I’m trying to read some additional perspectives about the Gospels and I’m ever so slowly building up my stock of knowledge around the parables and Jesus’s teaching. To be honest, his story doesn’t really resonate with me. I am horrified by the disrespect he had to endure during the crucifixition, but I don’t have the warm, fuzzy, feeling for Jesus that I have for the Prophet Muhammad. I don’t feel naturally inclined to cut him slack (what was up with withering that fig tree after all?) and I bristle at the difficulty of some of his teaching (I’m not at all down with the idea that I have to forgive others in order to be forgiven by God. Surely it is simply accurate that God’s capacity for mercy is greater than mine).
I continue to attend Christian churches almost every week, although I have never experienced in a church the deep swell of God’s grace that I felt time and again in mosques. But religious duty resonates with me, so going to a place to worship God with others every week is definitely satisfying, even if those churches aren’t a theologically perfect fit.
I am trying to be patient.

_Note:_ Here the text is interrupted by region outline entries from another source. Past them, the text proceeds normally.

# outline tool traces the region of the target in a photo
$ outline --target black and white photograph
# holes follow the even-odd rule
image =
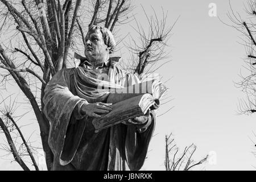
[[[255,171],[254,113],[255,0],[0,0],[0,171]]]

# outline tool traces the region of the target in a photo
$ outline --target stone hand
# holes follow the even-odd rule
[[[148,110],[145,115],[137,117],[133,119],[129,119],[128,121],[125,121],[122,123],[126,125],[130,125],[131,124],[143,125],[148,121],[149,117],[150,110]]]
[[[100,118],[100,114],[108,114],[112,110],[112,104],[96,102],[84,104],[81,107],[81,113],[83,115],[94,118]]]

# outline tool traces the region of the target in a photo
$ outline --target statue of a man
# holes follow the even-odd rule
[[[94,133],[93,118],[112,110],[106,103],[110,92],[99,90],[101,85],[122,88],[140,81],[117,67],[119,57],[110,57],[115,42],[108,28],[92,26],[85,42],[86,57],[79,67],[58,72],[45,89],[53,170],[139,170],[154,129],[154,112]]]

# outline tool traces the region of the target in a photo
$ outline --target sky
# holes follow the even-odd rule
[[[231,1],[233,9],[242,15],[246,2]],[[141,5],[146,12],[151,12],[151,6],[157,13],[162,7],[168,10],[170,25],[180,15],[168,42],[171,61],[157,71],[166,80],[171,78],[166,85],[174,98],[160,107],[159,115],[174,107],[157,118],[142,170],[164,170],[164,137],[170,133],[181,150],[192,143],[196,145],[196,160],[214,154],[214,162],[208,161],[197,169],[255,169],[254,143],[250,138],[256,142],[253,134],[256,131],[256,116],[237,113],[238,99],[244,97],[234,85],[240,80],[245,56],[243,47],[237,42],[241,33],[209,15],[211,3],[216,5],[217,15],[230,22],[226,15],[228,0],[134,1],[137,7],[133,13],[142,24],[146,21]],[[133,23],[125,26],[124,34],[136,36]],[[27,117],[31,125],[24,127],[27,133],[37,130],[31,118]],[[38,134],[33,136],[39,138]],[[21,169],[15,162],[4,158],[0,158],[0,170]]]

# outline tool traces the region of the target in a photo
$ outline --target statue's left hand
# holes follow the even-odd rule
[[[128,121],[123,122],[123,124],[126,125],[130,125],[131,124],[139,125],[143,125],[148,120],[149,117],[150,117],[150,110],[148,110],[145,115],[140,117],[137,117],[133,119],[128,119]]]

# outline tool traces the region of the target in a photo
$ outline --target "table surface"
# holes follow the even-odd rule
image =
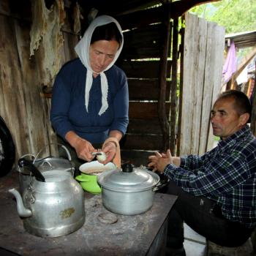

To carry out my plan of visiting various area churches and waiting for God to tell me when I’ve reached the place He’s chosen for me. Maybe that place will be a state of mind, and not a building, or a congregation. I’m trying to trust the process of reaching out to God. There’s a saying in Islam that I’ve always loved, and that I rely on: If you take one step toward Allah, He takes ten steps toward you. I am banking on it, because the only thing I can really count on is my still, inner yearning for God. If that yearning truly results in God’s reaching back out to me, I feel most days that I could wait forever on that promise and the connection I find during prayer.